Agota Kristof (foto: Gamma) |
Una tarde de noviembre de 1956, Agota Kristof, una joven húngara de 22 años emprendió, junto con su marido y su hija de cuatro meses, un azaroso viaje en compañía de un pequeño grupo de gente, guiados a través de la montaña por alguien que les abandonó a medio camino, llevándose con él todo su dinero.
"Formamos un grupo de unas diez personas, algunas de ellas niños. Mi hija duerme en brazos de su padre y yo llevo dos bolsas. En una hay biberones, pañales y ropita de recambio para la criatura; en la otra, diccionarios. Caminamos en silencio siguiendo a Joseph durante cerca de una hora. La oscuridad es casi absoluta. De vez en cuando, los fusiles luminosos y los proyectiles lo iluminan todo, y se oyen explosiones y disparos, pero en seguida el silencio y la oscuridad vuelven a engullirlo todo."
Era el principio de un peregrinaje que les llevaría desde la Hungría invadida por las tropas rusas a Viena, primero -donde su marido "pasa los días esperando en los despechos de las diferentes embajadas para encontrar un país que nos acoja"- y luego a distintas poblaciones suizas, para acabar instalados en Valangin. En sus breves memorias tituladas La analfabeta, la que sería escritora famosa y premiada dice:
"Lo que me resulta curioso son los pocos recuerdos que conservo de todo aquello. Es como si todo formase parte de un sueño, o de otra vida. Como si mi memoria se negase a recordar aquel momento en que perdí gran parte de mi vida. En Hungría, he dejado mi dietario de escritora secreta, y también mis primeros poemas. He dejado a mis hermanos y a mis padres, sin previo aviso, sin despedirme ni decirles adiós. Pero sobre todo, aquel día, aquel día de finales de noviembre de 1956, perdí definitivamente el sentimiento de pertenecer a un pueblo."

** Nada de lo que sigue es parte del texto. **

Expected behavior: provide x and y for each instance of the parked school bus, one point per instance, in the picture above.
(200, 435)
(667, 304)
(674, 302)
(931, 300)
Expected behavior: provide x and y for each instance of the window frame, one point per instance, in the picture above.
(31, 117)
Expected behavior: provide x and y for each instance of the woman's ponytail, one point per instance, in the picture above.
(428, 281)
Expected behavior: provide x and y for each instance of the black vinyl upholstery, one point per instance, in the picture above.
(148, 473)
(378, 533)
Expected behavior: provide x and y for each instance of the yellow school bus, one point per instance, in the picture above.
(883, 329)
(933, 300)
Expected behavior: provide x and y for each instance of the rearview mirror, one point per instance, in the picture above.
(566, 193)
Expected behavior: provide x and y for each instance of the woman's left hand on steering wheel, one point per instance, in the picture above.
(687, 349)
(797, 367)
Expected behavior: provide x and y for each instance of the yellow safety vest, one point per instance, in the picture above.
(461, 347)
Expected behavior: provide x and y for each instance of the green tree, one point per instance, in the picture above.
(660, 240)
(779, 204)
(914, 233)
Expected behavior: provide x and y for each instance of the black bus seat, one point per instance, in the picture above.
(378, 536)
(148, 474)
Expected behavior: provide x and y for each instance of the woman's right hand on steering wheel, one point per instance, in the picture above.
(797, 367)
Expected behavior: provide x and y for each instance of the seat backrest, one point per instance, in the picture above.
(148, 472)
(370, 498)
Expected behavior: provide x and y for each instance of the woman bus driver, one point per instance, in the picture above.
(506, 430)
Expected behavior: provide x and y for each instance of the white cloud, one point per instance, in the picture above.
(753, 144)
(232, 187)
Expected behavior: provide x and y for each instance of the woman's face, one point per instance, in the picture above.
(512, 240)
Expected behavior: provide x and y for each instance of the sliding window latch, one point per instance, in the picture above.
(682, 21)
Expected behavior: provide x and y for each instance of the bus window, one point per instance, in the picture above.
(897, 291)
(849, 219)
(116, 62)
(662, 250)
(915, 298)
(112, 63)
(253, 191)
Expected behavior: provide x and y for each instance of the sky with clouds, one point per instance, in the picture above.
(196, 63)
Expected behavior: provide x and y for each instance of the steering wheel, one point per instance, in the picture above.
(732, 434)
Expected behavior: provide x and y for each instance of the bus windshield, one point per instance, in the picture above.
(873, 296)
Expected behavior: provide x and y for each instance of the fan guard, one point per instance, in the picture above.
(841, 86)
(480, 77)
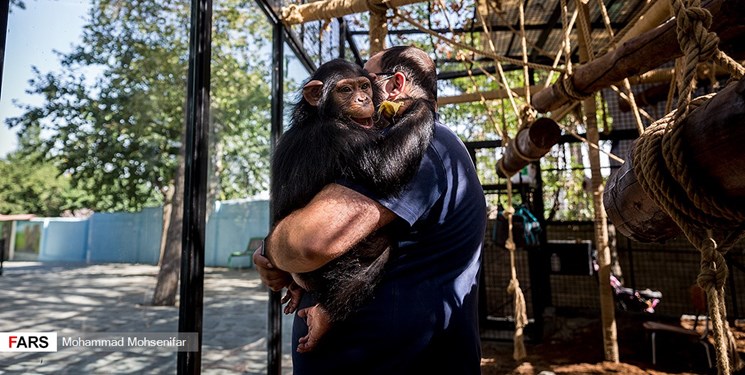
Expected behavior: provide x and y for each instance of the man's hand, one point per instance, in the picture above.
(274, 278)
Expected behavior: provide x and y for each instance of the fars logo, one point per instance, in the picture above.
(28, 342)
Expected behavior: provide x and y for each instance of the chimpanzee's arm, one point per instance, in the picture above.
(335, 220)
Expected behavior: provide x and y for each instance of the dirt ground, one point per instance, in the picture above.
(575, 346)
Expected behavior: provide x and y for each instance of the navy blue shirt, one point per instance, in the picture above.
(424, 315)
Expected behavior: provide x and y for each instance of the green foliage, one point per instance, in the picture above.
(31, 185)
(112, 119)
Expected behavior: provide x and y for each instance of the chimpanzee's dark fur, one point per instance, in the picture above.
(323, 146)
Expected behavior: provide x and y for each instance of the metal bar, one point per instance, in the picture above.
(353, 45)
(342, 36)
(195, 181)
(274, 322)
(4, 11)
(289, 36)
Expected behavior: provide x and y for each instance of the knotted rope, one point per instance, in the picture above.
(708, 221)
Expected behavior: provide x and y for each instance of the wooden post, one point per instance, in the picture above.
(607, 304)
(643, 53)
(530, 143)
(378, 30)
(715, 133)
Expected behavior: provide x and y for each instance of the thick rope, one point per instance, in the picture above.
(521, 317)
(661, 169)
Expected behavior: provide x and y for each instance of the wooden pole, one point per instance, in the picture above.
(715, 132)
(488, 95)
(320, 10)
(607, 304)
(378, 30)
(530, 143)
(653, 17)
(641, 54)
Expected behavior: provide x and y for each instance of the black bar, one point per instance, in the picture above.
(292, 40)
(274, 323)
(342, 36)
(352, 45)
(195, 181)
(4, 11)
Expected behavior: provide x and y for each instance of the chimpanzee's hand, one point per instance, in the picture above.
(292, 298)
(274, 278)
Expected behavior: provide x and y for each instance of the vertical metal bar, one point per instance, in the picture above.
(4, 11)
(274, 324)
(342, 37)
(195, 181)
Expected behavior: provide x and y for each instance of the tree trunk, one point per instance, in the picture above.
(166, 287)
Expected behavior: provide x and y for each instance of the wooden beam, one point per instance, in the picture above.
(320, 10)
(639, 55)
(530, 143)
(488, 95)
(653, 17)
(715, 133)
(605, 295)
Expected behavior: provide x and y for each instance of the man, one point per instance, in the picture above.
(424, 316)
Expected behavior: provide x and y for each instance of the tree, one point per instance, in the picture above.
(32, 185)
(115, 115)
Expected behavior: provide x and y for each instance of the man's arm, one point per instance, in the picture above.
(335, 220)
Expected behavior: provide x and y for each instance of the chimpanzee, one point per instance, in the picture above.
(333, 137)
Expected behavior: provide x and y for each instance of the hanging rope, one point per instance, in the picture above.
(708, 221)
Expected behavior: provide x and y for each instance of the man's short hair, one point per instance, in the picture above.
(416, 64)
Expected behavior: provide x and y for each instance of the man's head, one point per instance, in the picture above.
(404, 71)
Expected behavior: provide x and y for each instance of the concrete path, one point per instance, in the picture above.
(75, 299)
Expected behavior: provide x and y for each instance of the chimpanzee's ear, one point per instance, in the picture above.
(312, 92)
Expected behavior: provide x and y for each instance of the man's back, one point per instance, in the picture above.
(424, 314)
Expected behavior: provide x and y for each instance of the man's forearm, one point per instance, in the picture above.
(335, 220)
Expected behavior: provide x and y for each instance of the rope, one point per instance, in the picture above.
(521, 317)
(708, 221)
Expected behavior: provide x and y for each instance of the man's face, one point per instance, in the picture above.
(384, 80)
(373, 65)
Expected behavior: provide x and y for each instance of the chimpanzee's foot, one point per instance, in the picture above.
(318, 323)
(294, 293)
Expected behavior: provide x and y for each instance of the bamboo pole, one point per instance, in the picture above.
(319, 10)
(640, 54)
(530, 144)
(653, 17)
(607, 304)
(715, 134)
(488, 95)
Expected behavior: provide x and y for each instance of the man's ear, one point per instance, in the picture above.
(312, 92)
(396, 85)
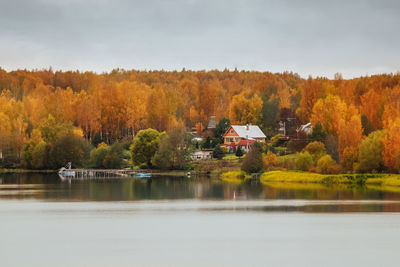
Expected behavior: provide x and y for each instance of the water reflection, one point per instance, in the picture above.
(49, 187)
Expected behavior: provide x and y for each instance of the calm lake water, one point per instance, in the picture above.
(194, 222)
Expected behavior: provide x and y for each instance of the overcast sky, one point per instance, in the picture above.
(317, 38)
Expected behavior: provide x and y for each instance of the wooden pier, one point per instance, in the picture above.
(67, 173)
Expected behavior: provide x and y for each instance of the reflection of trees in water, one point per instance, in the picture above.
(49, 186)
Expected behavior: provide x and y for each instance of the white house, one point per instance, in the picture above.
(202, 154)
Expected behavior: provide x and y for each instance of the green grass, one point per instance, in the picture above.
(234, 176)
(231, 156)
(308, 177)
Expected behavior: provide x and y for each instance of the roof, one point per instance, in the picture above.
(212, 124)
(244, 142)
(305, 127)
(253, 132)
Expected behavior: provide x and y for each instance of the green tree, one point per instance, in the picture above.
(316, 150)
(304, 161)
(239, 152)
(68, 148)
(114, 157)
(97, 156)
(144, 146)
(317, 134)
(39, 156)
(327, 165)
(370, 153)
(174, 150)
(253, 161)
(269, 115)
(162, 158)
(206, 143)
(367, 125)
(331, 145)
(97, 139)
(221, 128)
(218, 153)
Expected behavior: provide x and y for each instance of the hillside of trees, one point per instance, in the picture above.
(42, 111)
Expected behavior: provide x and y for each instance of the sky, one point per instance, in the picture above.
(315, 37)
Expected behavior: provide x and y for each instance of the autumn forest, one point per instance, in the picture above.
(39, 106)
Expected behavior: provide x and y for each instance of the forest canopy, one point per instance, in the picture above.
(119, 104)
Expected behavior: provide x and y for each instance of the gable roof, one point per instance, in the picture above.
(253, 132)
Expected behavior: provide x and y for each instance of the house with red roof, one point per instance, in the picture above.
(243, 136)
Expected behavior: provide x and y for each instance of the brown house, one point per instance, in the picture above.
(243, 136)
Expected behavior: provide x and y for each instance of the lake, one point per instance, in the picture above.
(194, 222)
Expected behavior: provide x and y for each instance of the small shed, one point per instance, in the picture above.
(202, 154)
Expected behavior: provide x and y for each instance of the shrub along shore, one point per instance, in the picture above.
(384, 179)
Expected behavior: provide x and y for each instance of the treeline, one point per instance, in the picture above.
(114, 106)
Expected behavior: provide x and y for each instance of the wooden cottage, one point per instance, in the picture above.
(243, 136)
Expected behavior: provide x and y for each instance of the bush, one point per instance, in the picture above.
(108, 157)
(316, 150)
(317, 134)
(370, 155)
(218, 153)
(326, 165)
(275, 140)
(348, 158)
(289, 163)
(144, 146)
(239, 152)
(270, 160)
(304, 161)
(253, 161)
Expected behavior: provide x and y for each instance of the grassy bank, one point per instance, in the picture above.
(307, 177)
(234, 176)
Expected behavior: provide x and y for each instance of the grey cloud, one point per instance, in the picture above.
(309, 37)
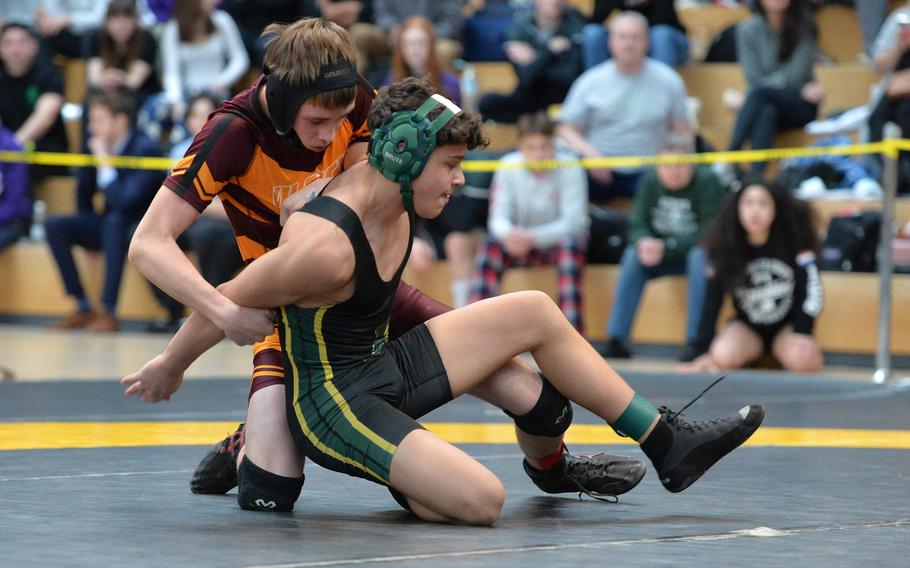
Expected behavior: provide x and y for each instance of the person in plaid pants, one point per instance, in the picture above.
(537, 217)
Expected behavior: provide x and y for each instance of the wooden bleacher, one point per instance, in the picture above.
(31, 286)
(846, 85)
(849, 322)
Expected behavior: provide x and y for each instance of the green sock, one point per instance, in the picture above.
(636, 418)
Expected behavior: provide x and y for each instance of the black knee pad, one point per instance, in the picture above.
(550, 417)
(260, 490)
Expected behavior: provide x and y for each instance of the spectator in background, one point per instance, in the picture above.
(127, 193)
(668, 40)
(123, 53)
(673, 205)
(66, 25)
(446, 17)
(537, 217)
(15, 204)
(201, 51)
(210, 236)
(623, 107)
(544, 47)
(415, 56)
(32, 96)
(776, 49)
(357, 17)
(761, 246)
(252, 17)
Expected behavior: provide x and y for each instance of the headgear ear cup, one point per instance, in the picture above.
(400, 149)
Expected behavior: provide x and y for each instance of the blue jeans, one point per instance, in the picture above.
(668, 45)
(633, 277)
(108, 233)
(11, 233)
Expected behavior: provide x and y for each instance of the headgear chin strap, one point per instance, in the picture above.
(401, 148)
(285, 100)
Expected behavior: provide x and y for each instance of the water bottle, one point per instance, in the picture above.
(39, 213)
(469, 88)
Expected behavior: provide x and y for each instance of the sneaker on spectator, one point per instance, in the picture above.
(104, 323)
(691, 351)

Duro es abandonar la propia tierra, la propia lengua, las propias raíces. Pero la vida en el exilio tampoco es fácil. Materialmente, viven mejor. Su vida no corre peligro. Pero, como dice Kristof, "en relación a todo lo que hemos perdido, lo hemos pagado muy caro". Dos de sus compañeros se volvieron a Hungría, aunque allí les esperaba la cárcel. Otros cuatro se suicidaron durante los primeros dos años de exilio. Uno de ellos era una chica de dieciocho años.
La literatura ayuda a comprender la realidad. Estos días, las devastadoras imágenes de la marea humana que huye del terror, la represión y la miseria sin duda nos conmueven, pero ante su recurrencia, uno acaba por tener la impresión de que son un hecho, una noticia. Y no. Cada uno de ellos, cada uno de estos refugiados, es una persona. Que sufre el miedo, las fatigas y la incertidumbre del viaje y que, si algún día encuentra al fin un refugio seguro, seguirá sintiendo el dolor del exilio, de ser un extranjero, de tener las raíces cortadas. Todos y cada uno de ellos son Agota Kristof.